English | 简体中文
Summary: SCP stands for simple C and python, which I named as sicpy. Sicpy is an untyped language that integrates features of both C and Python, and is developed entirely in C. Here are some features of the language:
- Variables do not require type declaration, the compiler will automatically guess the type.
- Uses
if
,elif
, andelse
in place ofswitch
. - Accessing global variables in local scope requires the use of global.
- Native string type with automatic garbage collection through reference counting and can be concatenated with +.
- Native sicpy functions such as
print
,fopen
,fwrite
,fread
,fclose
, with an interface reserved for calling C functions. - A DBG module for interpreter developers (assert and panic) and an error-reporting module precise to the line number for programmers (runtime and compile errors).
- ...more features awaiting exploration.
Date : 2020-12-26 10:03:11
Total : 19 files, 2474 codes, 380 comments, 375 blanks, all 3229 lines
language | files | code | comment | blank | total |
---|---|---|---|---|---|
C | 11 | 1,663 | 230 | 231 | 2,124 |
C++ | 4 | 363 | 44 | 85 | 492 |
Yacc/Bison | 1 | 240 | 79 | 31 | 350 |
Lex/Flex | 1 | 151 | 26 | 26 | 203 |
Makefile | 1 | 45 | 1 | 2 | 48 |
JSON with Comments | 1 | 12 | 0 | 0 | 12 |
- Global variable: Used to store the string stream processed by flex.
#define STRING_ALLOC_SIZE (256) /* new buffersize when buffers run out*/
static char *flex_string_buffer = NULL;
static int flex_string_buffer_size = 0;
static int flex_string_buffer_alloc_size = 0;
- Key functions: Called in flex, facilitating interaction with global variables.

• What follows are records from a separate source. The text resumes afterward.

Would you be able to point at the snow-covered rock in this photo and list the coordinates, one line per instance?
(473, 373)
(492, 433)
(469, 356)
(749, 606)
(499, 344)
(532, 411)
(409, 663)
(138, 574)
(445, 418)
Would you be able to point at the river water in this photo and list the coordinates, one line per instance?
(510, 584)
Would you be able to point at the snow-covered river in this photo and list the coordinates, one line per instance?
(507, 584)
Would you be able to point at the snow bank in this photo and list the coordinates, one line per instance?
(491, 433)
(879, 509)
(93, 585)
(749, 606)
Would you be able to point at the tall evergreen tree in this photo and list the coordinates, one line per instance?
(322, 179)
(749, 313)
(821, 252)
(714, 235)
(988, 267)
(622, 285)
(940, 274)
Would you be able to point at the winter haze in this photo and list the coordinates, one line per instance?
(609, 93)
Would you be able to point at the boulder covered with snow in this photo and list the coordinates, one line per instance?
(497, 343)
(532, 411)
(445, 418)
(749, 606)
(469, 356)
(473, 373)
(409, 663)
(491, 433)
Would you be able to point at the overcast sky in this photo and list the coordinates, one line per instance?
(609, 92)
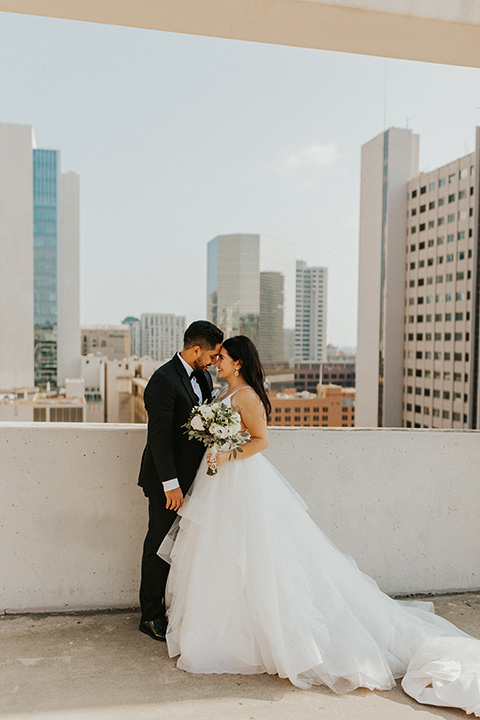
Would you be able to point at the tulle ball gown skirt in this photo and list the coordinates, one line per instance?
(256, 587)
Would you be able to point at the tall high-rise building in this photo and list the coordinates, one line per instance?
(16, 250)
(251, 291)
(39, 282)
(161, 335)
(311, 313)
(389, 161)
(435, 283)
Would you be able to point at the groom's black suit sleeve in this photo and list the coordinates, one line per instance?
(160, 406)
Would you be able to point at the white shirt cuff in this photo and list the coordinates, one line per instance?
(170, 484)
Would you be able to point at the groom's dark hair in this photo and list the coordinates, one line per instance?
(203, 333)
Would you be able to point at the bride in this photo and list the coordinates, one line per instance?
(255, 586)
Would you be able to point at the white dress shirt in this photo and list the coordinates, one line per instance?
(173, 483)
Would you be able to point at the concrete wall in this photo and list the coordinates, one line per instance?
(404, 504)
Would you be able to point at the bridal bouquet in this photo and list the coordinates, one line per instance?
(216, 426)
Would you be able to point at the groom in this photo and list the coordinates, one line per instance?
(170, 460)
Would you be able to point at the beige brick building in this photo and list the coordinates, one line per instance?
(334, 406)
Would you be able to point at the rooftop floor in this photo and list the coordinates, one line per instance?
(98, 666)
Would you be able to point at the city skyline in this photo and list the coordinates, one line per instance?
(178, 139)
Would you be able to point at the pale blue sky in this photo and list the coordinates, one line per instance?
(179, 138)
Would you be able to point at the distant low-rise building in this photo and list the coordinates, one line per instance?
(161, 335)
(309, 375)
(135, 336)
(112, 341)
(334, 406)
(34, 406)
(114, 388)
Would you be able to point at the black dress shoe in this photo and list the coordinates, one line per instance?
(157, 628)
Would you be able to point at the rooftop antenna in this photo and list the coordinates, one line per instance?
(385, 96)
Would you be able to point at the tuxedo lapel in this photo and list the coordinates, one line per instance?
(204, 386)
(185, 379)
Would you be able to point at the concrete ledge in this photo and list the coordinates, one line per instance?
(100, 667)
(404, 504)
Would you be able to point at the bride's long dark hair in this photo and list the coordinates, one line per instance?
(241, 349)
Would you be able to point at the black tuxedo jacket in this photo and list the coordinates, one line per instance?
(169, 398)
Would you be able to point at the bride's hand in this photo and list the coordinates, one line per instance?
(217, 458)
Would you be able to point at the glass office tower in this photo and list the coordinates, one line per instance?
(46, 185)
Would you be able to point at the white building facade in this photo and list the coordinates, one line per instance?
(251, 291)
(161, 335)
(311, 313)
(389, 162)
(39, 274)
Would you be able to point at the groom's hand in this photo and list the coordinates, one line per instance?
(174, 499)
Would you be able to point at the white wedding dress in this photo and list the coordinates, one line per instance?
(255, 586)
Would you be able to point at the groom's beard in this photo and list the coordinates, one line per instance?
(197, 365)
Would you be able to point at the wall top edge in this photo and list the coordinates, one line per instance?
(141, 427)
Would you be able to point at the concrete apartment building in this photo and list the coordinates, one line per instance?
(333, 406)
(440, 369)
(309, 375)
(311, 313)
(161, 335)
(114, 388)
(251, 291)
(418, 336)
(33, 406)
(113, 341)
(39, 275)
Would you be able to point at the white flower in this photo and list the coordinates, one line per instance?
(206, 412)
(197, 423)
(218, 431)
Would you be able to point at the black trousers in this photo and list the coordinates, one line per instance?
(154, 569)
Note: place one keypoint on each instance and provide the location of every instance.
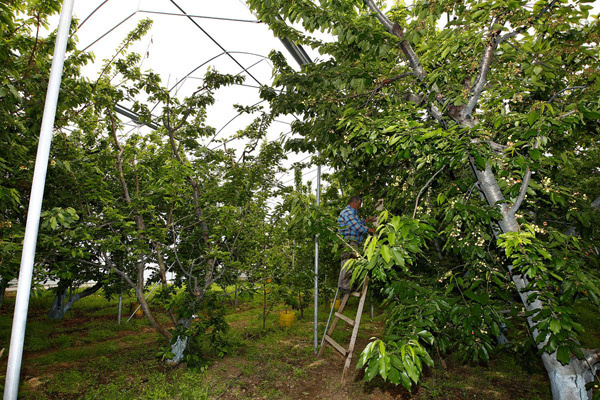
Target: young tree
(498, 98)
(25, 59)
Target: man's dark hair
(354, 199)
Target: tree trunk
(235, 298)
(567, 381)
(3, 284)
(180, 345)
(60, 306)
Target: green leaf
(405, 380)
(555, 326)
(372, 370)
(593, 115)
(411, 369)
(384, 366)
(563, 355)
(535, 154)
(385, 253)
(394, 376)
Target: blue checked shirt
(350, 226)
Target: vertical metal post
(120, 308)
(317, 264)
(17, 337)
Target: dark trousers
(345, 275)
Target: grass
(87, 355)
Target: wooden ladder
(355, 323)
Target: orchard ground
(88, 355)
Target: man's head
(355, 202)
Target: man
(353, 229)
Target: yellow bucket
(337, 304)
(286, 318)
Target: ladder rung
(336, 345)
(343, 317)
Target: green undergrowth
(87, 355)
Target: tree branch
(596, 203)
(397, 31)
(481, 78)
(565, 90)
(425, 188)
(522, 192)
(524, 28)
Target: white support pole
(120, 308)
(317, 265)
(17, 337)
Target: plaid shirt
(350, 226)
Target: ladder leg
(335, 320)
(361, 305)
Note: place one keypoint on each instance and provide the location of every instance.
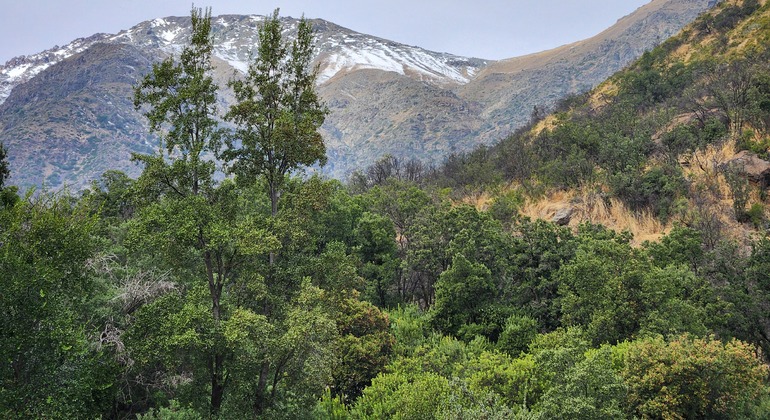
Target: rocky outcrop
(757, 170)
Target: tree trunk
(259, 397)
(217, 384)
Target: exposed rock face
(67, 113)
(757, 170)
(563, 216)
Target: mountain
(66, 113)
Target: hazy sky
(491, 29)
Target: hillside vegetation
(660, 138)
(411, 292)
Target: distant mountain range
(66, 114)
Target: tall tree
(4, 171)
(278, 111)
(179, 99)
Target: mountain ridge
(436, 103)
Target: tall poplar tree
(185, 210)
(278, 112)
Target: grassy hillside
(659, 138)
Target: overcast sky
(491, 29)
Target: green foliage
(4, 170)
(278, 112)
(589, 389)
(179, 101)
(519, 331)
(52, 367)
(364, 347)
(692, 378)
(461, 293)
(173, 412)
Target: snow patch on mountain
(338, 50)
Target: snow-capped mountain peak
(339, 50)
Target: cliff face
(66, 113)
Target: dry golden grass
(592, 206)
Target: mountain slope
(509, 89)
(385, 97)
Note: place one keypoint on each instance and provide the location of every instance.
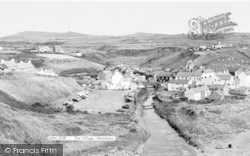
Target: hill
(29, 88)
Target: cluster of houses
(12, 65)
(203, 83)
(44, 49)
(208, 48)
(7, 66)
(114, 80)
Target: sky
(114, 18)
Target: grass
(39, 120)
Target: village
(190, 82)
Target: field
(62, 65)
(29, 88)
(21, 122)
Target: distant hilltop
(49, 34)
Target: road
(164, 141)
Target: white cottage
(244, 78)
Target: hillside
(28, 88)
(20, 125)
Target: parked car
(66, 103)
(76, 99)
(125, 107)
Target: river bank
(163, 139)
(220, 129)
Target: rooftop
(225, 77)
(197, 89)
(179, 81)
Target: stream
(163, 141)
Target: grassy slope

/* Add a new character to the string */
void scp_add_character(int letter)
/* Clear the string buffer */
void scp_reset_string_buffer(void)
/* Terminate the string, appending \0 at the end */
char * scp_close_string(void)
-
Flex states: Includes INITIAL, COMMENT, and STRING.
- INITIAL is the default state, processing identifiers, parentheses, numbers, etc. Encounter
#
to initiate COMMENT mode, and"
to initiate STRING mode. - COMMENT is for comments, where all characters are discarded. On encountering
\n
, it returns to INITIAL. - STRING is for processing strings, the aforementioned global variables and key functions are used here. Encounter
"
again to return to INITIAL.
- INITIAL is the default state, processing identifiers, parentheses, numbers, etc. Encounter
-
Example
<INITIAL># {
/* `#` means comment mode starts */
BEGIN COMMENT;
}
<COMMENT>\n {
/* Encountering a newline in a comment indicates the end of the comment and returns to the INITIAL state */
increment_line_number();
BEGIN INITIAL;
}
<INITIAL>\" {
/* Matching the start of a string, set buffer to 0 */
flex_string_buffer_size = 0;
BEGIN STRING;
}
<STRING>\" {
/* In string state, encountering " indicates the end of the string, and the entire string is added to the expression */
Expression *expression = scp_alloc_expression(STRING_EXPRESSION);
// scp_close_string() copys current string and adds `\0` in the end
expression->u.string_value = scp_close_string();
yylval.expression = expression;
BEGIN INITIAL; // back to INITIAL State
return STRING_TOKEN;
}
- Core Data Structures:
%union {
char *identifier; /* Identifier */
ParameterList *parameter_list; /* Parameter list */
ArgumentList *argument_list; /* Argument list */
Expression *expression; /* Expression */
Statement *statement; /* Statement */
StatementList *statement_list; /* List of statements */
Block *block; /* Block, contains list of statements */
Elif *elif; /* elif expression */
IdentifierList *identifier_list; /* List of identifiers */
}
- Recursive Grammar Design is used for expression evaluation.
Note: The lower the priority, the higher the level in grammar design, and the later it gets calculated.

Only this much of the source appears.